Kim Yong-beom, the Blue House policy chief, said that the signs of a rebound in Korea's economic growth rate should be read as an early phase that shows the possibility that not just a simple recovery but the long-term trend itself may change.
Deputy Minister Kim posted on his Facebook on the 12th an article titled "Bye-bye East Asia stagnation theory" and stated accordingly. He said brisk semiconductor exports could serve as a catalyst for Korea's economy to enter a long-term growth trend.
Deputy Minister Kim assessed that, starting in the second half of last year, investments in data centers, advanced packaging, and power infrastructure expansion aligned all at once, rapidly reviving exports and corporate profits. He said, "From the second half of (2025), the mood changed, and coincidentally, that inflection point almost overlaps with the launch of the new administration," adding, "It is clear that the point at which the trend line changed direction is mid-2025."
He said, "In economic history, it is rare for policy and industry cycles to move in the same direction," adding, "It is uncommon for the two forces to amplify each other, but Korea in the second half of 2025 appears to have entered such a phase."

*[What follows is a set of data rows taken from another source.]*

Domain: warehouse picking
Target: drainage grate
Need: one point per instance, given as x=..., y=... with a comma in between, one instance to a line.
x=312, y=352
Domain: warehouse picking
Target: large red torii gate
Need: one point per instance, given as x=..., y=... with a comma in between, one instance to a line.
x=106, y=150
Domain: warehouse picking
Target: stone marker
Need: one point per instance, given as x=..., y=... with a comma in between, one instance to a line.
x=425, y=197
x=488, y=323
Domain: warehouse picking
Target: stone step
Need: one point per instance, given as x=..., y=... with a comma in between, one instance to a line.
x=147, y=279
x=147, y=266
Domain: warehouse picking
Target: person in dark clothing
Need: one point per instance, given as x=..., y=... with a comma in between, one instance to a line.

Deputy Minister Kim evaluated the years 2022 to 2024, under the Yoon Suk-yeol administration, as "closer to decline than growth." He said, "The semiconductor downcycle crushed exports, and the KOSPI suffered prolonged weakness as its synchronized movement with U.S. stocks broke," adding, "Korea's economy began to be cited as a representative case of East Asia's low growth."
Deputy Minister Kim described the "three mega projects," which will inject 4,755 trillion won into semiconductors, physical AI, and data centers, as "a bold industrial policy to lift Korea's production capacity itself by another level," adding, "If we raise production capacity itself again, Korea can move from being the country that most faithfully followed Japan's path to the country that leaves that path first."
He also mentioned revising the Commercial Act, expanding directors' fiduciary duty to shareholders, and the Public Growth Fund, calling it "a process that ensures the fruits of production do not remain only inside corporations but circulate through corporate value and the public's asset back into investment in future industries."